(The following piece is published in Megaphone's special literary issue, Voices of the Street. Megaphone is hosting an official launch for this issue tonight at the Waldorf Hotel - 1489 E. Hastings from 8-10 p.m.)
My day started the day before yesterday. Figure that one out.
My friend Carrie, whom I met as a working girl on the same Hastings Street as me, came to pick me up to go shopping. She is brutally honest and just beautifully proud to be who she is.
I have never been able to keep money without spending it all. Carrie and I decided to go shopping together to support each other. We went to the dollar store. The whole time all I could think about was how I needed dope and wondering if she was thinking the same thing. If she was thinking about it, she never told me.
We went to Army and Navy then back to Detox, still sober. I went to my room and then that same old feeling crept up on me again. I took one look at all the stuff I had bought and I was out of there, back to the street, same old thing. I thought “I’ll just do one, no one will know.”
Ya right, me lie about being high? How will I ever get better lying to staff and myself?
Anyway, the evil within won the fight. Off I went to get high. In the end, I was left alone with no money. I passed out sobbing myself to sleep.
When I woke up, my friend Carrie came to my room and smoked a joint. Carrie plays that song, it’s amazing and I start to cry listening to the words. I asked her to turn it down. She wipes a tear from my face and tells me, “Kristy, it’s okay to feel.” I said it hurts too much to feel, that’s why we use it: hurts to feel.
I still hurt as we walk the six blocks to Carrie’s bank. As we are getting close I ask myself, why not ask to go back up and see if they’ll give me a second chance? I tell Carrie that I’m going to try to get in and that if I wasn’t outside when she got back then it meant I got in.

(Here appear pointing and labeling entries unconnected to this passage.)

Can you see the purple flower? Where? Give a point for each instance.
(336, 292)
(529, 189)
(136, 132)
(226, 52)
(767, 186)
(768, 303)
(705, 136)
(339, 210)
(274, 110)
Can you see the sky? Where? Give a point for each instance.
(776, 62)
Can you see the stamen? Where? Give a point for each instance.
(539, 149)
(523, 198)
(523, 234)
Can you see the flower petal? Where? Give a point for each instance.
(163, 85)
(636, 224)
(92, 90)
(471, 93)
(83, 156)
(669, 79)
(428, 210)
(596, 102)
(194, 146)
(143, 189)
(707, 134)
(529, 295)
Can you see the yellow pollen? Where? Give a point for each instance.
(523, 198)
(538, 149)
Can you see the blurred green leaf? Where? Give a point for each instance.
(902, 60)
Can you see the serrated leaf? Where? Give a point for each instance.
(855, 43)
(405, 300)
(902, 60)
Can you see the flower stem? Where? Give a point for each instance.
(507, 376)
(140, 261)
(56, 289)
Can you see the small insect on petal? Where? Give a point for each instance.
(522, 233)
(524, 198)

As I walk in the doors of Insite, my tears are welling up in my eyes. I am scared to ask. What if they say no? I am scared; it’s like every emotion hitting me at once. When am I ever going to just live, not just suffer?
I heard a saying once: in order to survive, you must first suffer. Sounds stupid, but it is true. A woman must first feel the pain of childbirth. And that is pain.

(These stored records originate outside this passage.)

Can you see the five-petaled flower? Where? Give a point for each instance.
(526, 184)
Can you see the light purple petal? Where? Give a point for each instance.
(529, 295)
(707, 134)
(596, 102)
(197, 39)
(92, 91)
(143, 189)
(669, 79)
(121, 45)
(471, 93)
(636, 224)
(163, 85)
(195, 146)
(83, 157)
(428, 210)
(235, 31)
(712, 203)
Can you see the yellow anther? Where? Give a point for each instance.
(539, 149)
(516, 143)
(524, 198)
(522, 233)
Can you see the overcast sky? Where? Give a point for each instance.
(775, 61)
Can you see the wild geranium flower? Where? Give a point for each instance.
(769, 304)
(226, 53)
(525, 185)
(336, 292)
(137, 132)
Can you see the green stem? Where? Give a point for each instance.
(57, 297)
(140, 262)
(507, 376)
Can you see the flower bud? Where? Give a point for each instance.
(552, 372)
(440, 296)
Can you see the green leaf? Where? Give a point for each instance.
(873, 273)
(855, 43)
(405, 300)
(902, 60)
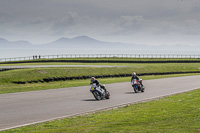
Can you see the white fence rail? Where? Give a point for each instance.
(98, 56)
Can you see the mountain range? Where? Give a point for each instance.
(85, 42)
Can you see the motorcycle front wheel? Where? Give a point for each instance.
(97, 95)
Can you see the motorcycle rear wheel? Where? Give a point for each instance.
(97, 95)
(135, 89)
(107, 95)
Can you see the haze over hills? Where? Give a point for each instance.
(84, 42)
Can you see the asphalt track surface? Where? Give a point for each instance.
(25, 108)
(40, 66)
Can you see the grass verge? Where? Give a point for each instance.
(13, 88)
(178, 113)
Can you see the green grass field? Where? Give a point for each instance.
(178, 113)
(7, 77)
(173, 114)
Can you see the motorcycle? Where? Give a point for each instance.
(137, 86)
(98, 92)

I am now upstairs. I look around at everyone, thinking I can’t live like this anymore. Because under the dirty nails and the urine smelling up close and a big shopping cart full of garbage there’s a hurt, loving father mother brother sister aunt uncle. We all suffer the pain. This is why we used: to get unsick or so high you can’t feel a thing.
Here we sit waiting to get into Insite to be normal again. We are poisoned by the devil’s dandruff.
Today I chose to feel the pain of loss and the gut wrenching guilt of not being there to raise my kid. The pain of being used as a good for nothing junkie.
I want or wanted Either way I want To scream I am A mother too and a Damn good one.
I may be a junkie, but the difference is I know choose to suffer the guilt and the pain so that one day I will be able to say, “I’m a survivor.”